Bernstein developed cultivation skills within Eugene’s cannabis community, then applied those advanced growing techniques to food production. The garden’s transformation accelerated in 2015 when Bernstein discovered Full On, a plant supplement developed by his close friend Rob Christiansen. Christiansen died of cancer in April 2023, and Bernstein took over the Full On business, continuing to develop the product.
He noticed his yard plants, even those not typically hardy in the area, were thriving with the improved nutrition and vigor from the soil adjustments. For example, he said his five-year-old pineapple guava, which had barely flowered before, started producing fruit the following year.
Bernstein’s garden challenges common assumptions about climate zones and suitable crops for the Pacific Northwest. With hoophouse protection, he is successfully cultivating 25 citrus varieties, including yuzu, mandarin, lemon, lime and orange. Five pomegranate trees are producing fruit despite Eugene’s cool climate. Twelve olive trees are thriving.

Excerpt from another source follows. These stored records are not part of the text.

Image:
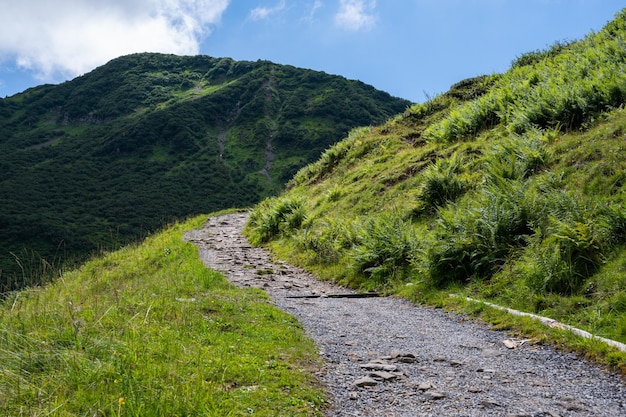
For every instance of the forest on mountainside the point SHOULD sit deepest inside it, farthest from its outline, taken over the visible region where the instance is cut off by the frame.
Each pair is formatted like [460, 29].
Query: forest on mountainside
[107, 158]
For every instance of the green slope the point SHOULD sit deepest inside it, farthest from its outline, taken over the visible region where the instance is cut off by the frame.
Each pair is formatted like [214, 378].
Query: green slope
[112, 155]
[508, 187]
[149, 331]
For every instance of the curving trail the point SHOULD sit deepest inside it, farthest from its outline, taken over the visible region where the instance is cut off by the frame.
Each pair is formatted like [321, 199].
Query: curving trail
[387, 357]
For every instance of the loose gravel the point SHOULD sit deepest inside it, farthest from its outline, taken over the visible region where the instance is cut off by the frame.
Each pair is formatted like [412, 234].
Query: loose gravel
[387, 357]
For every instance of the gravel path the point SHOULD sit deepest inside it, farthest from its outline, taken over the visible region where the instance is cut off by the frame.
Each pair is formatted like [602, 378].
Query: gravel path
[387, 357]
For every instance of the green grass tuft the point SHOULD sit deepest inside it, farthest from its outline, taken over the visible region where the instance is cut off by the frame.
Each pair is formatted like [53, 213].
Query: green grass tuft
[149, 331]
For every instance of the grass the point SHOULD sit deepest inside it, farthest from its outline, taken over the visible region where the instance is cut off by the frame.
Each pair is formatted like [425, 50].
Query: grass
[149, 331]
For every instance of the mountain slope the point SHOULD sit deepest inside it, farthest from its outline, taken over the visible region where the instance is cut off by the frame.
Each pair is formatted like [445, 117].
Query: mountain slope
[146, 138]
[508, 187]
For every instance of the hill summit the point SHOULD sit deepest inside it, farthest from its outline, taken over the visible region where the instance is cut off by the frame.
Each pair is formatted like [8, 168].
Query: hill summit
[147, 138]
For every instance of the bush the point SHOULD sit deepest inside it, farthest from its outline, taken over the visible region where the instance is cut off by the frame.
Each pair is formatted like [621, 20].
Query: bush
[273, 217]
[517, 156]
[475, 239]
[386, 249]
[442, 183]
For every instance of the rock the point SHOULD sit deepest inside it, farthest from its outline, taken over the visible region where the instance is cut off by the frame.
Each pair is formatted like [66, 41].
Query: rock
[404, 357]
[375, 366]
[489, 403]
[435, 395]
[385, 376]
[365, 381]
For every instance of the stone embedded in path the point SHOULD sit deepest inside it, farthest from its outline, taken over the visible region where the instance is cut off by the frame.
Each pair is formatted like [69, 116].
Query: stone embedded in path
[385, 376]
[365, 381]
[403, 357]
[376, 366]
[435, 395]
[424, 386]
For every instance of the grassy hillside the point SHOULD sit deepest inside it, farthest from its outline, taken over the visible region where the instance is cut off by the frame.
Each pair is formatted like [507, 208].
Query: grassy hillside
[508, 188]
[117, 153]
[149, 331]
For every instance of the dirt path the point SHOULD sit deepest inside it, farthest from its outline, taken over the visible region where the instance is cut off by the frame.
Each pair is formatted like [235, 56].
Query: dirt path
[386, 357]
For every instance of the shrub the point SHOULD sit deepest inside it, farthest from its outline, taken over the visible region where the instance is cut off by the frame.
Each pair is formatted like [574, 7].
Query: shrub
[327, 240]
[568, 244]
[442, 183]
[385, 250]
[517, 156]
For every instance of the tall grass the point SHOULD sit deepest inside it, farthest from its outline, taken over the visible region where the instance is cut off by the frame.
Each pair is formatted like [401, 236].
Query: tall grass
[385, 250]
[149, 331]
[565, 89]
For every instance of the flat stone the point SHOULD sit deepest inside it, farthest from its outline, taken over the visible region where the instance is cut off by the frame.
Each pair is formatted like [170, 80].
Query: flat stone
[385, 376]
[404, 357]
[374, 366]
[435, 395]
[365, 381]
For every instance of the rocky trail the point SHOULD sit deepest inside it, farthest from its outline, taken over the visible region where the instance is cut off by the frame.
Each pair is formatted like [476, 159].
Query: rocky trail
[386, 357]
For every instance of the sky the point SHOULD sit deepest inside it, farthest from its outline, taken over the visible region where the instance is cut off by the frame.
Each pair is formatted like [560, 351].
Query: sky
[414, 49]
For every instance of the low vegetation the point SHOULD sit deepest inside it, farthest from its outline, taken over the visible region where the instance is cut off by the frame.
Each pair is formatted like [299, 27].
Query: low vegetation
[508, 188]
[149, 331]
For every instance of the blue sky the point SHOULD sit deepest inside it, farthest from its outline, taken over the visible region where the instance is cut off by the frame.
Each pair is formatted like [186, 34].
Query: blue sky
[409, 48]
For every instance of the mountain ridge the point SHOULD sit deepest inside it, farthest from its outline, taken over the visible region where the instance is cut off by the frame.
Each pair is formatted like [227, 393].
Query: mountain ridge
[108, 157]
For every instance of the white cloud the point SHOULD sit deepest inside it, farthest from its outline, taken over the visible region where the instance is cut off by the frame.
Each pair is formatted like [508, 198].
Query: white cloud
[67, 38]
[261, 13]
[355, 14]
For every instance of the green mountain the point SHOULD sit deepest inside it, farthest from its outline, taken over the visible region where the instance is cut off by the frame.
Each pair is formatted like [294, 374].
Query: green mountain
[509, 187]
[117, 153]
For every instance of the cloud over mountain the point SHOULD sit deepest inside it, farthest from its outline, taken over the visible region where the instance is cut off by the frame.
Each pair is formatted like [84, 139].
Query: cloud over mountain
[64, 39]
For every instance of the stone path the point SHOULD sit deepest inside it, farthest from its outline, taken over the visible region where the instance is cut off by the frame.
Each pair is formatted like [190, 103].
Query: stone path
[387, 357]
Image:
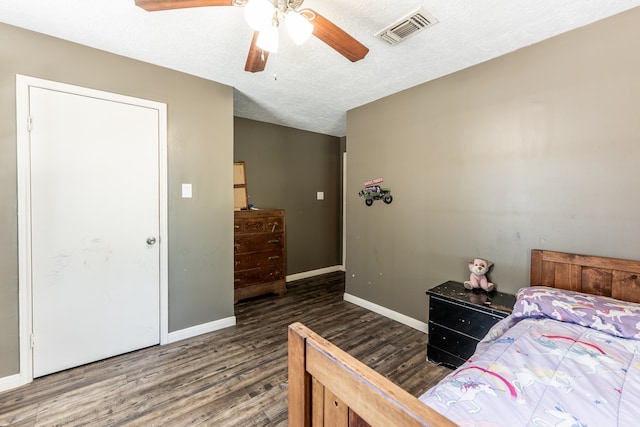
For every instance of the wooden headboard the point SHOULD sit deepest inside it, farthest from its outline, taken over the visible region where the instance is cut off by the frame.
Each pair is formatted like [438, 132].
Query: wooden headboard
[610, 277]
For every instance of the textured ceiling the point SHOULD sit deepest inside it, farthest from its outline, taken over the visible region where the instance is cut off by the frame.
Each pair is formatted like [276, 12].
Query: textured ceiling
[311, 87]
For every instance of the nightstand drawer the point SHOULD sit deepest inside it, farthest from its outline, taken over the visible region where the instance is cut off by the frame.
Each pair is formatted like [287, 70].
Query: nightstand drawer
[460, 318]
[452, 342]
[440, 356]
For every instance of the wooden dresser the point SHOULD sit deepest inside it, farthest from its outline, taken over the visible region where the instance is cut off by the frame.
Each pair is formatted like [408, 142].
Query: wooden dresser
[259, 253]
[459, 319]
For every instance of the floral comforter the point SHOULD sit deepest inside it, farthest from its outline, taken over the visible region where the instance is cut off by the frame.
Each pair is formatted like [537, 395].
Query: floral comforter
[561, 359]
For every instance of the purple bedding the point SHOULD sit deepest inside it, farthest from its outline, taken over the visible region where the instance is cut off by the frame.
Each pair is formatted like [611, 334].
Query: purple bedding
[561, 359]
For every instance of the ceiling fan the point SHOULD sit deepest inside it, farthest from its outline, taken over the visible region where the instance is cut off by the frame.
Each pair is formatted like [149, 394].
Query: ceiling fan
[264, 16]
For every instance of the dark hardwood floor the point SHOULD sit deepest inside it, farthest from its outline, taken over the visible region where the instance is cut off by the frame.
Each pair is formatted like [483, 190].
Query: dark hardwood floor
[233, 377]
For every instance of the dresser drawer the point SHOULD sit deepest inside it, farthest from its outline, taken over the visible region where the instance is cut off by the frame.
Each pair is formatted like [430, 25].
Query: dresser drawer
[244, 261]
[258, 242]
[460, 318]
[266, 224]
[258, 275]
[452, 342]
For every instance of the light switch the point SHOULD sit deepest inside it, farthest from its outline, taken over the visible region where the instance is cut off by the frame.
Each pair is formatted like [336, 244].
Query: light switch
[187, 191]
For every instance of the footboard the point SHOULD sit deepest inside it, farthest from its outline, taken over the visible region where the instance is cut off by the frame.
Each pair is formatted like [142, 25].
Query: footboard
[327, 386]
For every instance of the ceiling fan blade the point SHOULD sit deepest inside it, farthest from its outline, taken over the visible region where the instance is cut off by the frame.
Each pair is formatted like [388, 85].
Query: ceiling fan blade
[257, 58]
[337, 38]
[155, 5]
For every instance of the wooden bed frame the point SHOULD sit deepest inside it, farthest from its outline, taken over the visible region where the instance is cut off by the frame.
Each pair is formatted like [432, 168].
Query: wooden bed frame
[328, 387]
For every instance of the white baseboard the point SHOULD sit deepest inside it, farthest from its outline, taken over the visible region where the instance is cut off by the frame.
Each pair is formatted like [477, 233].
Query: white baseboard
[12, 381]
[201, 329]
[394, 315]
[311, 273]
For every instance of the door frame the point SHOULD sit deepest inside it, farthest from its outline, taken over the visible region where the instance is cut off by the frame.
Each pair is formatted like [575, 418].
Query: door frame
[23, 83]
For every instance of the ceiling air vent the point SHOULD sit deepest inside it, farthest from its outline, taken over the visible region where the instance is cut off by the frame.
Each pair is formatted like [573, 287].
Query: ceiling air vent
[409, 25]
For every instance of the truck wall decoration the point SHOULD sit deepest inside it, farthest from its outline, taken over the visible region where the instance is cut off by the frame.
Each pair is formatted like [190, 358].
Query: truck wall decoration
[373, 191]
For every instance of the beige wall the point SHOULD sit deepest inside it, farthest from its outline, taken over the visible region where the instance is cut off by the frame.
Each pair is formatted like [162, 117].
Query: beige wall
[200, 152]
[535, 149]
[286, 167]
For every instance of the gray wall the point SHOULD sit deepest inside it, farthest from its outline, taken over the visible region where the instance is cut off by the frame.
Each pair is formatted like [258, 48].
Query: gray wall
[285, 169]
[535, 149]
[200, 152]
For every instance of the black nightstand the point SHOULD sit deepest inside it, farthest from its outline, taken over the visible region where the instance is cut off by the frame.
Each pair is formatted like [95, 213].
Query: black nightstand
[459, 319]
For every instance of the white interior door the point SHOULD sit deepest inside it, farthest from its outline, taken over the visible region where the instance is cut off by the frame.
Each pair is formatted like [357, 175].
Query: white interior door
[94, 228]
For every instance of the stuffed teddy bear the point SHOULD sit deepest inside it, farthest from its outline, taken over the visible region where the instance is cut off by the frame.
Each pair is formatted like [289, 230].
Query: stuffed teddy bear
[478, 279]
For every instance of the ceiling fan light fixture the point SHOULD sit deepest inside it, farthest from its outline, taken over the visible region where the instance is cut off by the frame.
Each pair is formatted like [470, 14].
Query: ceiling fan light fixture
[298, 26]
[259, 14]
[268, 39]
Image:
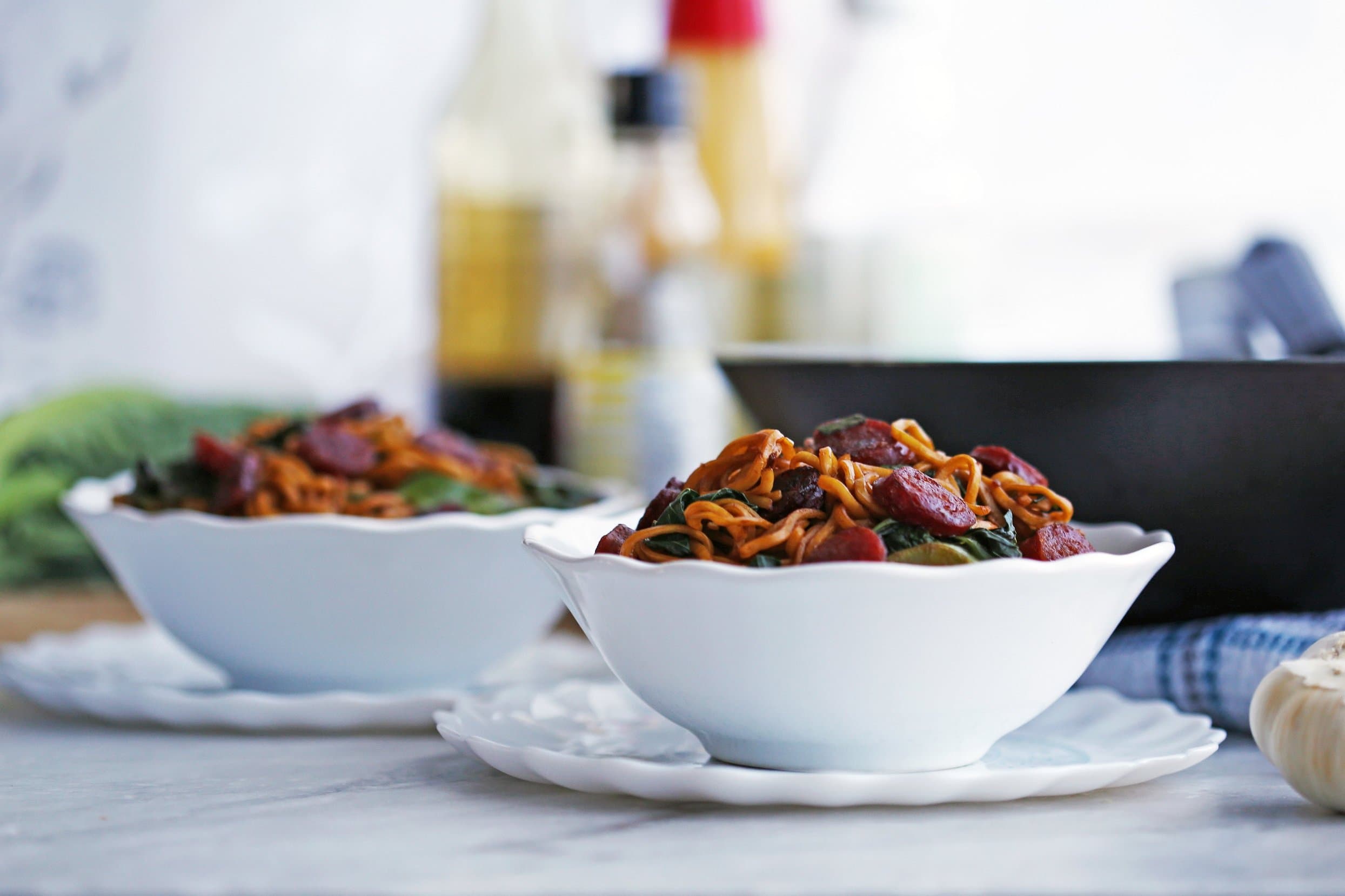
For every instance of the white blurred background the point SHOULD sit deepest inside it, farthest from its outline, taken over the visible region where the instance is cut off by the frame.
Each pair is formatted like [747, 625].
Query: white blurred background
[235, 198]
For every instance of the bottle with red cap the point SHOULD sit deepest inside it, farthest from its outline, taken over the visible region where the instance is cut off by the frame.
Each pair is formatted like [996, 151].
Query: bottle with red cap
[717, 43]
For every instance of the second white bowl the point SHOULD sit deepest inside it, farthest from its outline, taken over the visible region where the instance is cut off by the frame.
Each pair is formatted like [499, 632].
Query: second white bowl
[861, 666]
[320, 602]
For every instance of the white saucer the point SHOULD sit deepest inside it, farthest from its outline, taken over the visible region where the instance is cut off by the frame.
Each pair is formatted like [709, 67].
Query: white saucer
[600, 738]
[138, 673]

Bernstein snacks on aronia berries, which have more antioxidants than blueberries.
“People think pomegranates only grow in warm areas, but they originally came from cold mountainsides in northern Turkey,” Bernstein said. “Pomegranates can grow well here, just not the variety we’re used to seeing commercially.”
He’s also growing grapes, Scarlet Sentinel apples (a columnar variety), persimmon, Mexican mountain varieties of avocado, potatoes and sweet potatoes, various herbs including clary sage, beans for drying, pears, raspberries, plums, turnips, kiwis, melons, Cinderella pumpkins and giant pumpkins, and a carob tree, among others.
A philosophy of abundance
Bernstein frequently surveys his thriving food forest, enjoying the abundance, knowing he can go into his yard to find fresh vegetables or fruit for dinner. He enjoys watching bees work their way through the flowering crops while his squash and pumpkins get larger with each sunny day.
This year he plans to brine the olives his trees are producing. One of his sons is studying food science at Oregon State University and plans to build a press for future harvests.
Bernstein makes use of the medicinal herbs he grows for tea. He has a freeze-dryer and uses that to make powders of herbs and fruits that he can add to smoothies. He eats as much fresh as possible, freezes what he can and shares widely.
He also tries to let go of the feeling of perfectionist pressure to harvest, preserve and use every single piece of food that his abundant garden produces.
“If I worry about everything, I’d be stressed about prepping and trying to store it all,” he said. “But I can eat fresh and let it drop and go clean up later. I put that stuff into compost bins. It goes back into the garden and starts again.”